London, Dec 20: British Prime Minister Theresa May spoke to Donald Trump about their countrys very different positions on Jerusalem, but it was left unclear whether the US President would visit London in February 2018 to open a new American embassy.
The call on Tuesday evening between the two leaders came 13 days after May had announced she would speak to Trump about his decision to recognise Jerusalem as the capital of Israel, a position at odds with the policy pursued by London and almost all other UN member states, which argue that the fate of the city should be decided in comprehensive negotiations, reports the Guardian.
Asked if the two-week delay amounted to a snub by Trump, a spokesman for May said the pair had “a good relationship”, which included being able to differ on some matters.
“The Prime Minister has always been clear on these matters that part of having a special relationship is that where there are times you don’t agree, you can say so,” the spokesman said.
However, there was still no agreement on a Trump visit to the UK, which had been postponed because of fears that it would trigger mass demonstrations.
The US ambassador to the UK, Woody Johnson had said last week that he expected the President to visit London in the new year, raising expectations that he would fly in to open a new $800 million embassy complex in Battersea on the south bank of the Thames.
However, neither the Downing Street nor the White House confirmed a presidential visit, the Guardian reported.
A later statement from Downing Street said that May had offered condolences for Monday’s train derailment in Washington state and that they had “discussed the different positions we took on the recognition of Jerusalem as the Israeli capital, and agreed on the importance of the US bringing forward new proposals for peace and the international community supporting these efforts”.
Downing Street said May reported on progress in Brexit talks and the President and Prime Minister “wished each other a very Merry Christmas and looked forward to keeping in close touch”.
Earlier this month, Trump announced that the US would break with longstanding practice and recognise Jerusalem as Israel’s capital.

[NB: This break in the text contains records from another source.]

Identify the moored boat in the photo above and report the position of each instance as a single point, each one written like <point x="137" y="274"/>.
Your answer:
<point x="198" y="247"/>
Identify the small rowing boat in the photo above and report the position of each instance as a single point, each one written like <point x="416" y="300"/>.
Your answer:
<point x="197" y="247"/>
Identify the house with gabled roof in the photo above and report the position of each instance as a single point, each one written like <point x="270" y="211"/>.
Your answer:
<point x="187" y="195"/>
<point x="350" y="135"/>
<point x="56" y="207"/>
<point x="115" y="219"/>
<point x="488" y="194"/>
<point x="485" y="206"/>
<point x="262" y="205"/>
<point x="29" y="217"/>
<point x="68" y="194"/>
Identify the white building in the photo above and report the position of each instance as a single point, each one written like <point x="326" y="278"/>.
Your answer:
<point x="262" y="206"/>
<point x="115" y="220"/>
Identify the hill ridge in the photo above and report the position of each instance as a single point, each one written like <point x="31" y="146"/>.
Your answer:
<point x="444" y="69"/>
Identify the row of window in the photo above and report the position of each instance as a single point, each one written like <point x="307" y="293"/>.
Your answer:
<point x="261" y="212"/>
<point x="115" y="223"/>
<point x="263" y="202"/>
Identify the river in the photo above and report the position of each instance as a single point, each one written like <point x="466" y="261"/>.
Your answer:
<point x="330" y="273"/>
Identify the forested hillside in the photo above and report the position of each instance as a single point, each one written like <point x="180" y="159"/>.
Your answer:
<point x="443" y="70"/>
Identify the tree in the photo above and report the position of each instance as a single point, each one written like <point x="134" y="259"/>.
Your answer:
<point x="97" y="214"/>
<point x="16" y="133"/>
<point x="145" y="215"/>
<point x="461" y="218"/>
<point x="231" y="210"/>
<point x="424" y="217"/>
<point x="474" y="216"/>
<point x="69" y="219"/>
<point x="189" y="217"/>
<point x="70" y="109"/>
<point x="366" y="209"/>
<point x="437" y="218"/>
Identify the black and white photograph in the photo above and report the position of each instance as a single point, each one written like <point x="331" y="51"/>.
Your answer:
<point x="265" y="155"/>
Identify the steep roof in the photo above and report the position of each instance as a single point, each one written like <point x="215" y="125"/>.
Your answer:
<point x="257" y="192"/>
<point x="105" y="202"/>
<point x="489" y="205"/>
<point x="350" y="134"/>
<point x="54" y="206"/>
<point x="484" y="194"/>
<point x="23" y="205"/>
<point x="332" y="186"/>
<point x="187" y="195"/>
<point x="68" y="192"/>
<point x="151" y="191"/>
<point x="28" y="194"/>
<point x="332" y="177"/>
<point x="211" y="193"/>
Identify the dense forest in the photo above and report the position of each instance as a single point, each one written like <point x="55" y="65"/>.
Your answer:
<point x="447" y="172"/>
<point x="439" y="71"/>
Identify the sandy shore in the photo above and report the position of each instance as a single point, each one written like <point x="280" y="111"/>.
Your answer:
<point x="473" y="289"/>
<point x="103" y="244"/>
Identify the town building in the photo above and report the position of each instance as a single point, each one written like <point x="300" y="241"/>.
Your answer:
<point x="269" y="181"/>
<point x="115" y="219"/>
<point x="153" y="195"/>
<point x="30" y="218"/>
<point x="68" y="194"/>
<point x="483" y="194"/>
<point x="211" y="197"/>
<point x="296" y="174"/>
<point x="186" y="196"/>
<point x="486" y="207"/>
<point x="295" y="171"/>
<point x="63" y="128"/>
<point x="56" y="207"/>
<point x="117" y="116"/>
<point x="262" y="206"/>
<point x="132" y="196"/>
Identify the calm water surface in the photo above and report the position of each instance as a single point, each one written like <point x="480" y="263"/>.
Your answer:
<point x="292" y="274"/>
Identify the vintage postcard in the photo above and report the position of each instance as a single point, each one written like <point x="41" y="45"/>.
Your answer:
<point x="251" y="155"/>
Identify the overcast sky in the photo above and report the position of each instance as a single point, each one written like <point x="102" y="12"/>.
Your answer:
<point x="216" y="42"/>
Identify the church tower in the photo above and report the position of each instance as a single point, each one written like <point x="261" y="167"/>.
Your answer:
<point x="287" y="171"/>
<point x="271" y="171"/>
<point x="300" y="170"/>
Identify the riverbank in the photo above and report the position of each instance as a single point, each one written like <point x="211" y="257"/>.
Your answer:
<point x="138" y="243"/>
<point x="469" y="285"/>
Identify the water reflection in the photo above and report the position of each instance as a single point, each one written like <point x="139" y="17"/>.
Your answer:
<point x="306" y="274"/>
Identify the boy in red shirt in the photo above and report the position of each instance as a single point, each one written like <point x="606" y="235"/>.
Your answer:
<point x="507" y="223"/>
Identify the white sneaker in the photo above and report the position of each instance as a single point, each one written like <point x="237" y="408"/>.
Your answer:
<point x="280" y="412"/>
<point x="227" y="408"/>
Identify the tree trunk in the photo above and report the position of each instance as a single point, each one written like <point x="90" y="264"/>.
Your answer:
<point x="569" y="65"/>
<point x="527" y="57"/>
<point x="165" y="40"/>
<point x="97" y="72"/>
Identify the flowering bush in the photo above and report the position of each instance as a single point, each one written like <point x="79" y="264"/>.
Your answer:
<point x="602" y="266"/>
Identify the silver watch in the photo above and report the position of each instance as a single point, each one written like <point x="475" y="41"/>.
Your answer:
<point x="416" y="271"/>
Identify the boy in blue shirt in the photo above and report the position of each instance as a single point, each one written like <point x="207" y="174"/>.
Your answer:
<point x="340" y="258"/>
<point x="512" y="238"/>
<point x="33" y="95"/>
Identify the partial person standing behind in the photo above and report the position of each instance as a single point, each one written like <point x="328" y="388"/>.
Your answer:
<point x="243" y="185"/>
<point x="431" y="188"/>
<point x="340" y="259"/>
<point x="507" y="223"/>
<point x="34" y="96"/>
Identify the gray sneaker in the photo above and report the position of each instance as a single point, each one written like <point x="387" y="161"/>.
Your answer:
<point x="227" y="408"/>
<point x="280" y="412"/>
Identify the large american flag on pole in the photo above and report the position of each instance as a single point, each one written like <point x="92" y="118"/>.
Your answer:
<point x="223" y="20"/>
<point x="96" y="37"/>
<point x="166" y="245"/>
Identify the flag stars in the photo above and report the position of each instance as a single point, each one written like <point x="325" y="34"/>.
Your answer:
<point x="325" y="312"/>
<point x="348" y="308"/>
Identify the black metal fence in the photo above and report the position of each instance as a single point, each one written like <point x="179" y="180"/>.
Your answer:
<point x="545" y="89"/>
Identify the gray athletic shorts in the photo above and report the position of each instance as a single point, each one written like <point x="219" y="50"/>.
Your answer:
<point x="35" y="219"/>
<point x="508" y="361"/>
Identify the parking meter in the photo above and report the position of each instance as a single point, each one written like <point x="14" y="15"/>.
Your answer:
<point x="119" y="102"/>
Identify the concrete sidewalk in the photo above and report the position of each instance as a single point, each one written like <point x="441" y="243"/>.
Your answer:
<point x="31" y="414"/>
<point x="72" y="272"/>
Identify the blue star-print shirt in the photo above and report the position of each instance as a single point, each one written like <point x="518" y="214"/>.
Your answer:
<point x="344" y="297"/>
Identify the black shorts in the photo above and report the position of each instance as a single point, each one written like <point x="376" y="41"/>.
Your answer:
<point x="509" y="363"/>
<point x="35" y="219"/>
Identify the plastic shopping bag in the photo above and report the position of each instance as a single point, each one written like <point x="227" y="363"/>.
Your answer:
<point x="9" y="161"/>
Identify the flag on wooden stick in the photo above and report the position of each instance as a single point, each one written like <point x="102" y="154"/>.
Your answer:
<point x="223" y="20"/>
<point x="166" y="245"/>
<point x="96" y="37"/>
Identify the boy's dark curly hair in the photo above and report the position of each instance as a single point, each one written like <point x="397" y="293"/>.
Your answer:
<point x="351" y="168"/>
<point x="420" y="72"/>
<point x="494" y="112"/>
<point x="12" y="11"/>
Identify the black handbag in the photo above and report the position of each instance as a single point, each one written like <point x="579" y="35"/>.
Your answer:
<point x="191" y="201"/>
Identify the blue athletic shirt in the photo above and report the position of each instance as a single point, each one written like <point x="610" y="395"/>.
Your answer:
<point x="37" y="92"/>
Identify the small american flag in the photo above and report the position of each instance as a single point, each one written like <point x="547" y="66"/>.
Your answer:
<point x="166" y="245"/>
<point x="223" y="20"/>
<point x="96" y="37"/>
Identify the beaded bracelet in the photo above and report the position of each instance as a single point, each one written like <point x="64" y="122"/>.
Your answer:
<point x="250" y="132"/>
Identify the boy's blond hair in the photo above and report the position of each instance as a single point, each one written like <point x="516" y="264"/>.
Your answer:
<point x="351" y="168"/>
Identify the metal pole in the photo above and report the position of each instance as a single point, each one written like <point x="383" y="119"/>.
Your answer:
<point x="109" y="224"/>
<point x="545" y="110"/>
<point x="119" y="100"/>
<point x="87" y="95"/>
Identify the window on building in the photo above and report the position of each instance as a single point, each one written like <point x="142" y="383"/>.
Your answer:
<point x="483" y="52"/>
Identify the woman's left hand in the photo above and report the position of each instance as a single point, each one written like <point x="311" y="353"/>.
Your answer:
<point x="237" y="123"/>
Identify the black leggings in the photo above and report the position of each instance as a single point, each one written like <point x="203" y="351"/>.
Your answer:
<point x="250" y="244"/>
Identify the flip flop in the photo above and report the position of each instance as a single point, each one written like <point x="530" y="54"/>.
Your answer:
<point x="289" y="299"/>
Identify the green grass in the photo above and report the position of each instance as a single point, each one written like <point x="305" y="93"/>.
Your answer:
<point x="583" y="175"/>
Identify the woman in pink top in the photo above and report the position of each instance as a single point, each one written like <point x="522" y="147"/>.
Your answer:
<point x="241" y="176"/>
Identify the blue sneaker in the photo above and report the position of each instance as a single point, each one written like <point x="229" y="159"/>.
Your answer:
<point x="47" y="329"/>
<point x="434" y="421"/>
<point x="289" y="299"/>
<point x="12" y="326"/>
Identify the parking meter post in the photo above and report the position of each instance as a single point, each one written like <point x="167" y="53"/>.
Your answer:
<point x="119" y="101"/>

Both Israelis and Palestinians claim the city, and the US and other countries have avoided taking a position on the matter.
The move has isolated Washington from almost all its allies, and forced a rare US veto of a UN Security Council resolution on Monday, when the 14 other council members, including the UK, voted to call for the US recognition of its status as Israeli capital be rescinded.
The White House press secretary, Sarah Sanders, said discussions with London about the visit were continuing.
“We are working with them to finalise the details, which we expect to announce soon,” Sanders said on Tuesday night.